EDITORIAL: Forfeiture reform moves forward

A U.S. House committee this week unanimously advanced legislation to reform the nation’s civil asset forfeiture laws. The move is long overdue.

Under civil forfeiture statutes, law enforcement officials may seize houses, cars, cash and other valuables from people who are never charged with a crime, let alone convicted of wrongdoing. The agencies are often allowed to keep all or some of the proceeds generated by the sale of the assets, creating an incentive for officials to pursue such cases.

The laws were intended to ensure that drug kingpins didn’t enjoy their ill-gotten gains. But the tactic has become increasingly common with even small-time suspects. Innocent owners who seek the return of their property face a difficult and expensive challenge and must prove the property is “innocent.”

Nevada has had a handful of high-profile forfeiture injustices in recent years. In 2015, for instance, Elko County sheriff’s deputies pulled over a man driving a motorhome on Interstate 80 for a routine traffic violation and found $167,000 during a search of the vehicle. They took the money though the driver was never even issued a traffic ticket.

A federal appeals court later ruled the search was unconstitutional and ordered the money returned, with attorney fees. Most victims of such abuses aren’t so fortunate.

Several states in recent years — including Nevada — have made changes to their forfeiture laws. The Fifth Amendment Integrity Restoration Act would do the same on the federal level. The House Judiciary Committee, absent even a lone “nay” vote, has now forwarded the legislation to the floor.
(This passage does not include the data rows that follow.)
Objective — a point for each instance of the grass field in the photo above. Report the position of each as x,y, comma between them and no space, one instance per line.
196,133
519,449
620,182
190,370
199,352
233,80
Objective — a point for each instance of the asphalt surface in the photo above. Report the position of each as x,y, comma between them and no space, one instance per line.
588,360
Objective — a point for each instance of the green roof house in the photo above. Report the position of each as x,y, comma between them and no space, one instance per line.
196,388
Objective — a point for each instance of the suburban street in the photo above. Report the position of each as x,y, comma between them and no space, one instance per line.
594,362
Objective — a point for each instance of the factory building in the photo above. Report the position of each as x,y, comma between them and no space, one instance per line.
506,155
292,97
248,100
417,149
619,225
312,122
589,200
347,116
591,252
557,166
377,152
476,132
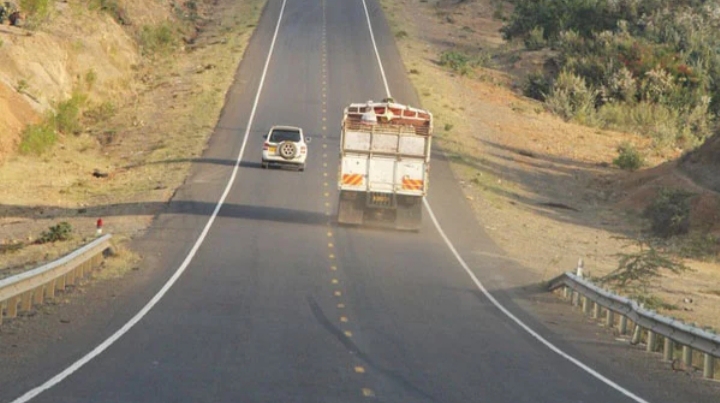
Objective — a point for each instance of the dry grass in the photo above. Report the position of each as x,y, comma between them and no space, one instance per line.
137,148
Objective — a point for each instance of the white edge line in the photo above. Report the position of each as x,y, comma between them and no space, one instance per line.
479,284
201,238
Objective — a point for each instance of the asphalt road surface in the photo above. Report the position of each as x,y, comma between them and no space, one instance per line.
279,304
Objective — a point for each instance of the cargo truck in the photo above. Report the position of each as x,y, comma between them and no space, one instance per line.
384,164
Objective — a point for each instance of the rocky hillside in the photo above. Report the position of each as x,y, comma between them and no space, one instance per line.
88,47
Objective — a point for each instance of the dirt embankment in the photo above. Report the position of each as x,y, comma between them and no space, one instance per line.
153,76
544,189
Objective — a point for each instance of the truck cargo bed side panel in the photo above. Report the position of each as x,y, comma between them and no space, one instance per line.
410,176
354,172
380,174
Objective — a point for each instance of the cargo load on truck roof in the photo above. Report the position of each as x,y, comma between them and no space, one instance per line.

It would implement a number of safeguards:

■ The bill ensures that the money generated by such activity goes into the U.S. Treasury’s general fund rather than the bank accounts of the agencies that seize the property. This takes away the “for-profit” incentive.

■ It provides additional protections for innocent owners of property used by another person to commit a crime. Such owners would enjoy the presumption of innocence, forcing the state to prove its case.

■ The proposal would eliminate so-called “equitable-sharing” policies that allow state and local law enforcement to avoid more restrictive state forfeiture protections by piggy-backing on federal agencies.

■ Finally, the bill moves federal forfeiture actions into the federal courts and out from under the administrative state. According to the Institute for Justice, few victims ever get a day in court because “up to 98.6 percent of property seized” is forfeited by “bureaucrats” in “administrative agencies.”

The fact that a House committee on Wednesday passed this bill without dissent during these times of hyperpartisanship stands as a testament to the widespread support for these reforms. The Republican majority should allow a vote on the FAIR Act and send the legislation on to the Senate.